Kanako Sakai Tokyo Fall 2024 Collection

“I’m not good at being feminine,” said Kanako Sakai at her fall show. At her second runway outing after a strong debut last season, the designer spoke about never quite gelling with her gender (or at least society’s expectations of it), and this season served as an exploration of those difficult feelings.

Sakai said she’d been reading about Marilyn Monroe’s bullet bra, and then saw Kim Kardashian’s push-up Nipple bra released late last year for her shapewear brand Skims. The designer spoke about how each woman was regarded as a sex icon, and her wonder at how Kardashian has intentionally wielded her sexuality as a selling point. “I’m the exact opposite! I avoid wearing feminine clothes and just cover myself up with jackets and stuff, and I found it fascinating that these other women existed in this way,” she said.

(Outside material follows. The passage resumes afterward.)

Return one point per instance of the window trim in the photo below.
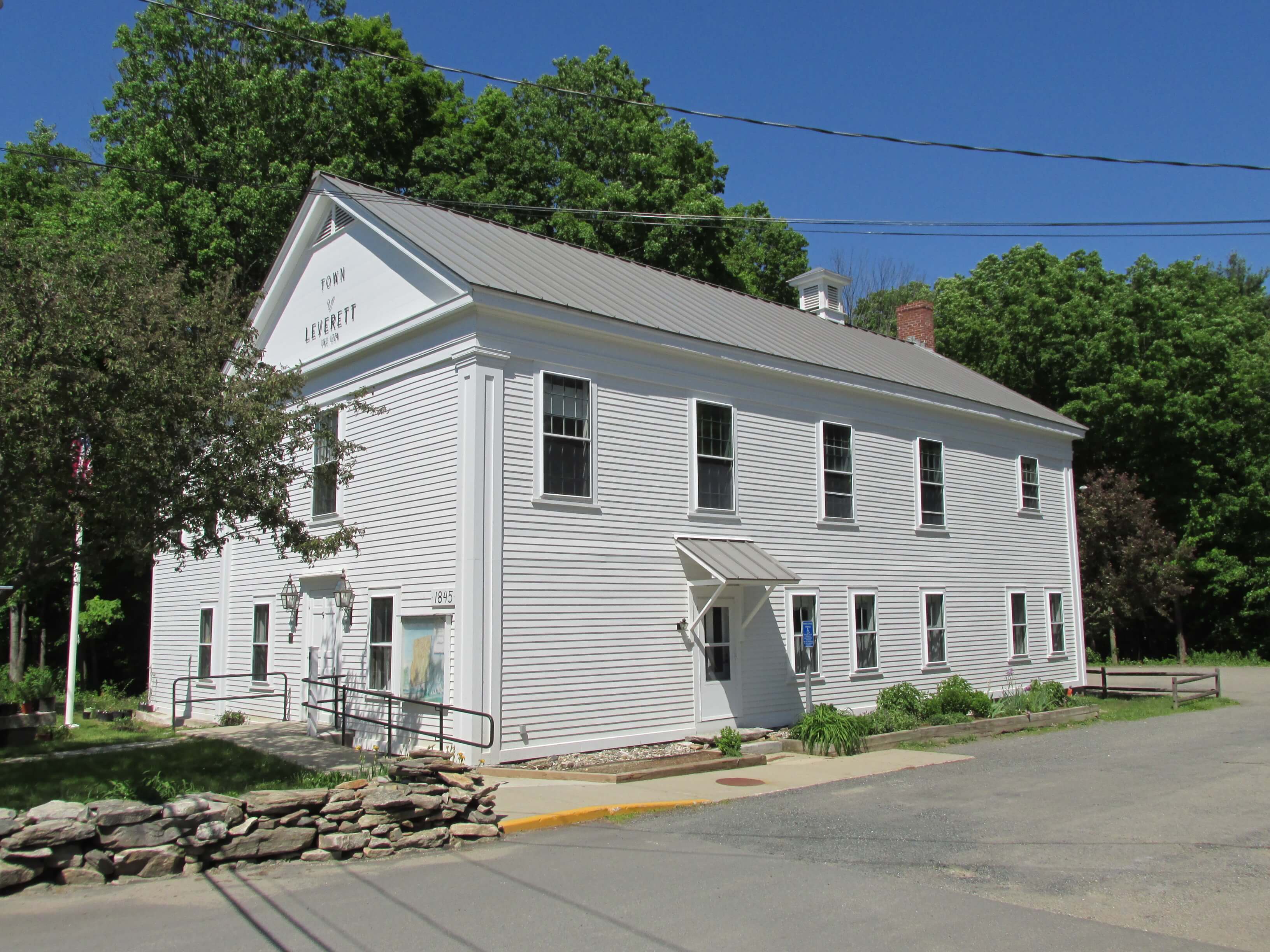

It led Sakai to pick up a copy of A History of the Breast by the feminist historian Marilyn Yalom to learn more (“despite being a woman’s possession, the breast always seems to belong to someone else”). She also referenced Yayoi Kusama’s attempt to overcome her fear of sex by making hundreds and hundreds of phalluses (see her work Accumulations for a good example). “When I thought about that, I realized that I shouldn’t just shy away from the things that I don’t like, but face up to them,” she said. And so she leaned into her discomfort, creating Madonna-esque cone bras, nipple-baring sheer tops, and chaps with heart-shaped cut-outs in the crotch.

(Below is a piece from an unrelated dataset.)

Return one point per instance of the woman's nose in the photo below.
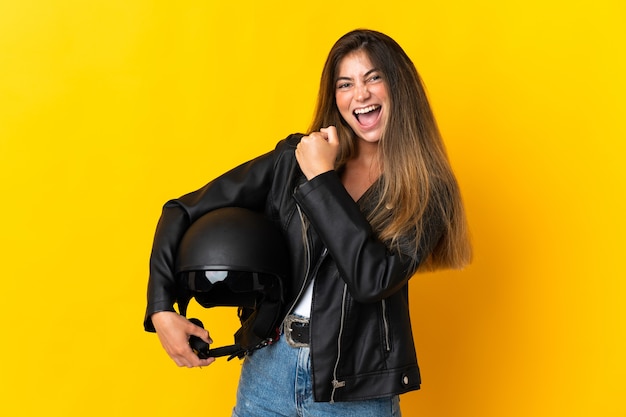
(362, 93)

By themselves, each piece looked incredibly well-made. Sakai’s forte is innovative textiles that she combines with a great eye for color, and she continued to impress on that front. The red furry dress that closed the show was actually made out of silk, and the coat in look 15 utilized a dyeing process from a factory in Kyoto that involved heating sulfur with real silver to create that beautiful metallic effect.

Taken as a whole, however, it wasn’t always clear what kind of story the collection was telling, and Sakai’s fascinating theme got a bit lost. Printed on her own T-shirt as she came out at the end (and on some of the looks) was the Walt Whitman quote “I am large, I contain multitudes,” which Sakai loves because it was often adopted by Patti Smith, an icon of hers. It’s clear why she relates, and Sakai herself clearly does contain multitudes. Her challenge going forwards is to learn how to wrangle them.